2.3.3. Model Training

The optimized Faster-RCNN model, incorporating improvements such as the enhanced ROI Align layer and the introduction of attention mechanisms, demonstrated significant advancements in detecting discolored tree crowns. These modifications allowed the model to achieve higher precision in target localization and greater stability in complex environments, such as forest settings with diverse backgrounds. Experimental results indicated that the optimized model achieved notable improvements in key evaluation metrics, including precision, mean average precision (mAP), and recall, thereby providing strong technical support for the accurate and efficient detection of discolored tree crowns.

During training, an initial learning rate of 0.1 was set, and the batch size was configured to 10 to maintain both stability and convergence. The Adam optimizer was selected for updating model parameters, effectively minimizing the loss function and improving overall training efficiency. Additionally, the SENet module (squeeze-and-excitation network) was incorporated as an attention mechanism. This module enabled the model to focus on crucial regions, such as the core features of discolored tree crowns, thereby enhancing its feature recognition and target detection accuracy. The integration of this attention mechanism significantly improved the model’s ability to detect and accurately locate discolored tree crowns.

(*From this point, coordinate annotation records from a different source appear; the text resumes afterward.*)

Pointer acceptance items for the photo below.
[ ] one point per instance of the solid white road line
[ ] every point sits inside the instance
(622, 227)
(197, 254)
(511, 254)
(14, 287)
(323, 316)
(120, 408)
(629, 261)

Compared to traditional machine learning approaches, the optimized Faster-RCNN model demonstrated substantial improvements in both accuracy and robustness, illustrating its strong adaptability to real-world scenarios involving complex forest environments.

The training process relied on a loss function to measure the discrepancy between the predicted and actual bounding boxes for discolored tree crowns. The Faster-RCNN framework evaluates performance through a weighted combination of regression loss and classification loss. During training, the backpropagation algorithm was employed to compute gradients and iteratively adjust model parameters, facilitating gradual convergence toward an optimal solution for detecting discolored tree crowns.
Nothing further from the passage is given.